The local currency has recorded its highest depreciation in the year against the US dollar, as demand for the greenback by importers increases ahead of the festive season.
Daily interbank FX rates data published by the Bank of Ghana show the cedi is currently trading at GH¢5.7602 (mid-rate) to US$1, indicating the local currency has depreciated by 3.2 percent as of December 21 from the 2.6 percent depreciation it recorded at the end of November.
From a historical perspective of the data, the cedi’s depreciation against the US dollar ahead of the festive season is quite normal, as last year the local currency lost value of 3.1 percent, 3.2 percent, and 3.9 percent in October, November and December respectively.
Besides rising demand for FX by importers that has triggered a sharper depreciation of the cedi against the US dollar, another development, according to the central bank, that has fostered the situation is some foreign investors’ decision to pull out due to debt sustainability concerns.
“Increased concerns about strength of the recovery and the stronger US dollar have exerted currency pressures in some emerging market and frontier economies.
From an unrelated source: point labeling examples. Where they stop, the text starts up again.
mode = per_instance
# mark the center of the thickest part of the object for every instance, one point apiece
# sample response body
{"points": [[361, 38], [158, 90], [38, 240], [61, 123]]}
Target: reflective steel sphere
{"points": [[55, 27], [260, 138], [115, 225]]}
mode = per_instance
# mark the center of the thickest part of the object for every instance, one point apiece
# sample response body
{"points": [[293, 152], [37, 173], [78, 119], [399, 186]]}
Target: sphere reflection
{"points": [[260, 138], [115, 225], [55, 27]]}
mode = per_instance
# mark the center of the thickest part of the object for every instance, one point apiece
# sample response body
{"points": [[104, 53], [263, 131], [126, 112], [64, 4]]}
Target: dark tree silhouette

Consequently, policy rates in some emerging market countries have been hiked to counter rising inflation.
“The country’s sovereign bond spreads widened markedly over the period as investor sentiments shifted based on fiscal and debt sustainability concerns, prompting some sell-offs by investors with spillovers on the domestic foreign exchange market. This triggered some currency pressures in the past two months as demand for the U.S. dollar increased,” the Monetary Policy Committee (MPC) statement said.
Despite the depreciation, the MPC remains confident that the FX buffer at the Bank of Ghana is robust enough to stabilise the local currency.
“However, the adequate reserve level provided a buffer and supported a much slower depreciation pace compared with pre-pandemic levels. In the outlook, the Committee is of the view that the strong reserve buffer level should provide some assurance to the market and help abate investor concerns, as the country’s external payment position remains strong,” the MPC stated.
Meanwhile, market-watcher AZA Finance projects the recently secured concessional funding of €82.5million will provide a further buffer for the cedi to slow down its depreciation.
“The European Investment Bank in Luxembourg on December 13 signed a €82.5million concessional funding package to strengthen healthcare, provide special medical equipment and medicines across Ghana. With the support grant and ongoing intervention from the Bank of Ghana’s forward FX auctions, we expect the cedi to continue its slow recovery against the greenback as we approach end of the year,” AZA Finance FX week forecast stated.
Up until May, the situation was the opposite of what is being experienced – as the dollar was rather weakening against the cedi, with the local currency recording five consecutive months appreciation against the greenback. The cedi appreciated between 0.2 and 0.5 percent against the dollar within the five-month period.
However, the tables began to turn in June when the cedi recorded no appreciation at all and started depreciating in July. It saw a 0.6 percent depreciation in the month and followed with -1.5 percent at the end of August, -1.8 percent in September and -2.4 percent in October.